Par mercredi 30 mai 2018 Permalink 3

“J’ai tenu parce que je savais qu’ à tout moment je pouvais me suicider”. Le médecin qui avouait hier, lors d’une émission sur France Culture à 22h15 (je mets l’heure pour ceux qui veulent la réécouter en replay) ce douloureux sentiment était victime de harcèlement professionnel au sein de son hôpital. La volonté étatique de rationalisation des coûts dans les CHU pietine les valeurs soignantes et se fait sur le dos du personnel de l’infirmière au professeur bac + x, créant un terrible malaise au sein de l’institution des hôpitaux publics d’où rien ne filtre habituellement. Il y a ceux qui s’adaptent aux contraintes administratives et ceux qui en sont victimes. Les premiers sont rarement les meilleurs en ce qui concerne la pratique de leur métier. Mais adoubés par les énarques qui dirigent dorénavant les hôpitaux, leur réussite professionnelle dépasse celle du laborieux professeur de médecine soucieux de ses patients.

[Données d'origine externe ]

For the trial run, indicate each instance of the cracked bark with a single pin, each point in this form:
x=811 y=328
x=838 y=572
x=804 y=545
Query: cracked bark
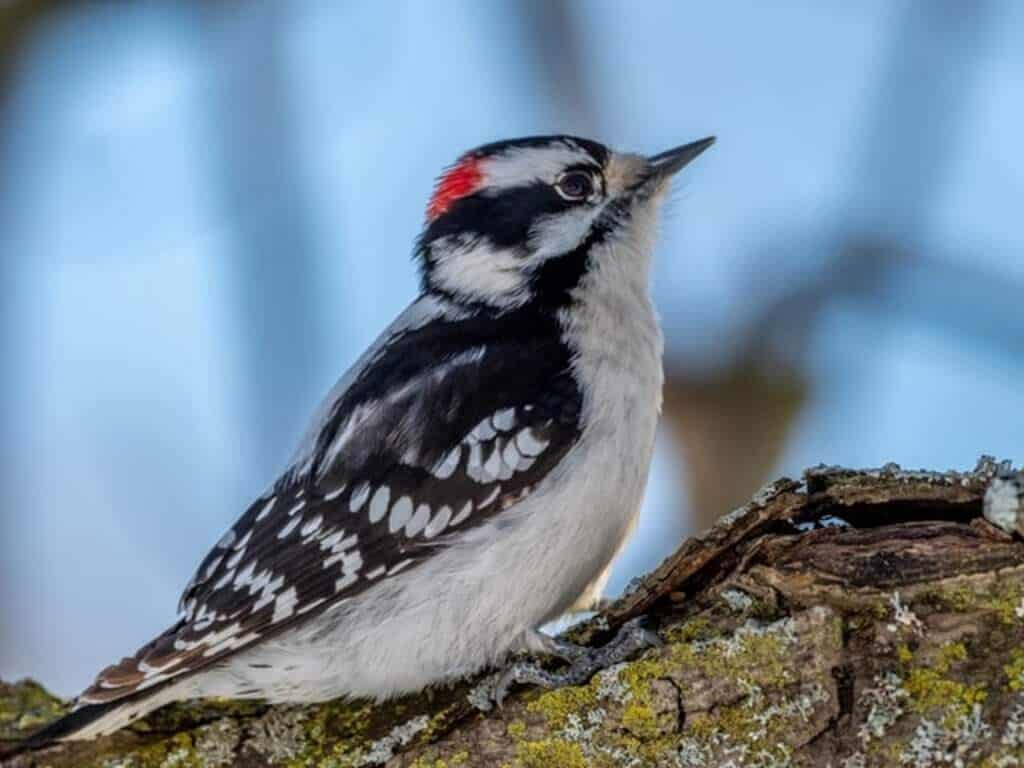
x=893 y=639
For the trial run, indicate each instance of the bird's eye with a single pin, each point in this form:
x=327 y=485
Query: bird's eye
x=576 y=185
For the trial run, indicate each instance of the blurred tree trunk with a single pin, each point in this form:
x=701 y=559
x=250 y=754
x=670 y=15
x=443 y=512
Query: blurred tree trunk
x=893 y=639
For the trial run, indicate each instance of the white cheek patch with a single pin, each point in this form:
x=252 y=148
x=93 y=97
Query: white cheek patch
x=473 y=267
x=559 y=233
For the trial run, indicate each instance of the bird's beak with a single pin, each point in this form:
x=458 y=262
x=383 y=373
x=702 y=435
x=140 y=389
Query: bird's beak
x=667 y=163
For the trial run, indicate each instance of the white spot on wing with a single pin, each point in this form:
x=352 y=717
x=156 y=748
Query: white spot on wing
x=510 y=456
x=235 y=559
x=266 y=508
x=289 y=527
x=465 y=512
x=400 y=565
x=446 y=466
x=284 y=606
x=482 y=432
x=491 y=497
x=438 y=522
x=493 y=466
x=213 y=566
x=401 y=511
x=312 y=525
x=345 y=582
x=378 y=505
x=528 y=444
x=419 y=520
x=358 y=498
x=503 y=420
x=376 y=572
x=334 y=494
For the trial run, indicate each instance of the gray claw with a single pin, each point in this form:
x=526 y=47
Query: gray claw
x=583 y=663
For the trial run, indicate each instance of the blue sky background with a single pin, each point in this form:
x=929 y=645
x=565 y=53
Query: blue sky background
x=207 y=211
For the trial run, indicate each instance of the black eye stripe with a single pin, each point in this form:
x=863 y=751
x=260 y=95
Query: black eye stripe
x=505 y=217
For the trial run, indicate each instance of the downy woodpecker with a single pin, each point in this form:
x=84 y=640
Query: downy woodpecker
x=469 y=479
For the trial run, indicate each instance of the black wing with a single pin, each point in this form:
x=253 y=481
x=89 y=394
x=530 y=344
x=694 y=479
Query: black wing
x=449 y=425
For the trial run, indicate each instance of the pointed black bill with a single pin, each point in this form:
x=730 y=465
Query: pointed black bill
x=668 y=163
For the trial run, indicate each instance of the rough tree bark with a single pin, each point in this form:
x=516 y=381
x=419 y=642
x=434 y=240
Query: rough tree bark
x=855 y=619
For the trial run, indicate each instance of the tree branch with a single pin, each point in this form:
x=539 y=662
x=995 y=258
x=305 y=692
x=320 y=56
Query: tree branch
x=856 y=619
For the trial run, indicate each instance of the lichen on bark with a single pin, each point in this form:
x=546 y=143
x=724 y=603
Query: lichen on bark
x=854 y=619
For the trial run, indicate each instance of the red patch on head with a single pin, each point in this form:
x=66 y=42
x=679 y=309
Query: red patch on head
x=460 y=180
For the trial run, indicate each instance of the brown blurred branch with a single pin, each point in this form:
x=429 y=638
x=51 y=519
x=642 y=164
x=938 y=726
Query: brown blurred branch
x=893 y=640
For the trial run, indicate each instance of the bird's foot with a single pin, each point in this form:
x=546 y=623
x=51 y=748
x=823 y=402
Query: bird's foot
x=583 y=663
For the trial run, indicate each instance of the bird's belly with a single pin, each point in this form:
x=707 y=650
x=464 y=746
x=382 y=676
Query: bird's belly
x=466 y=607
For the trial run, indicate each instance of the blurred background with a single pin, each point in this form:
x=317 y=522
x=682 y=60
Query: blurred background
x=207 y=211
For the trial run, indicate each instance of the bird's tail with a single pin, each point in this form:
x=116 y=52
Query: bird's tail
x=93 y=720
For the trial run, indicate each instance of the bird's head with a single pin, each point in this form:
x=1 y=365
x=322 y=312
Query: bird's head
x=524 y=220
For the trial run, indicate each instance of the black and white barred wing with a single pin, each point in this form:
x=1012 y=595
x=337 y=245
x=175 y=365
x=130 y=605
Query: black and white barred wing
x=392 y=480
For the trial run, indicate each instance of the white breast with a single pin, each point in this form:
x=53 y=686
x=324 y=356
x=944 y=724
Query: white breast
x=466 y=607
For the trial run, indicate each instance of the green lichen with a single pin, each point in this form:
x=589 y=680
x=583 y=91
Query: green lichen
x=428 y=761
x=930 y=691
x=337 y=735
x=551 y=753
x=1004 y=597
x=1015 y=671
x=25 y=707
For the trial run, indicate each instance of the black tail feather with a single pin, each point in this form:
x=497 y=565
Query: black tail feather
x=59 y=728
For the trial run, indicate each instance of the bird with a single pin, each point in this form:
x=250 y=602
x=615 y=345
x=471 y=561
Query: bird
x=469 y=479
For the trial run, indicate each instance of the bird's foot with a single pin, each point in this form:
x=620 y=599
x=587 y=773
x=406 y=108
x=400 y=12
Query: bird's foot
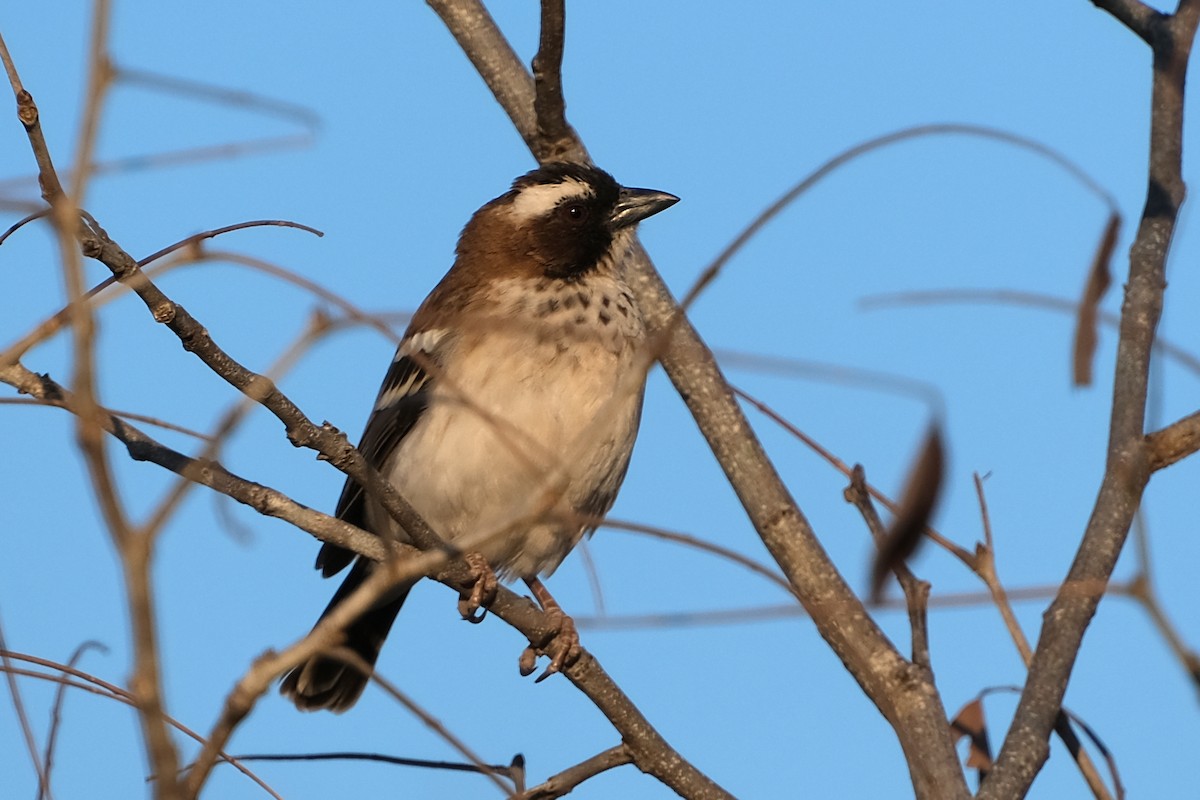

L’aspect manichéen de cette description n’a hélas apparemment rien d’exagéré. Pire, elle est en deçà de la vérité puisque les consciencieux médecins hospitaliers se voient dorénavant harceler par leurs confrères plus prompts à se concentrer sur l’administratif envahissant que sur les malades. La malfaisance se développe comme dans n’importe quelle entreprise: on fait semblant de ne pas reconnaître un confrère dans un couloir, on oublie de le convier aux réunions, on change une serrure ou des codes d’accès sans l’en prévenir… Imaginez un peu l’état psychologique d’une personne ayant étudié avec acharnement pendant des années et qui se retrouve à subir une telle maltraitance! Et bien un exemple comme celui du jeune neurochirurgien de Grenoble en donne une idée. À 36 ans il s’est suicidé dans le bloc opératoire . Le rapport suite à ce drame met en cause la direction du CHU et constate le malêtre généralisé du personnel. Un ancien médecin a porté plainte pour harcèlement moral en décrivant à la presse ce que lui même avait subi lors de sa mise au placard. Mais à ce jour, personne au niveau de la direction n’a été sanctionné.

Les questions budgétaires et cette rigueur si chère à nos dirigeants sont directement responsables de la crise actuelle. Les médecins sont soumis à une rationalisation des soins qui non seulement n’apporte rien au malade mais nuit à son rétablissement. Le personnel soignant dans les hôpitaux vit de plus en plus mal un travail qui a plus pour objectif de consacrer sa vie au service de la rigueur budgétaire qu’au service de l’humanité.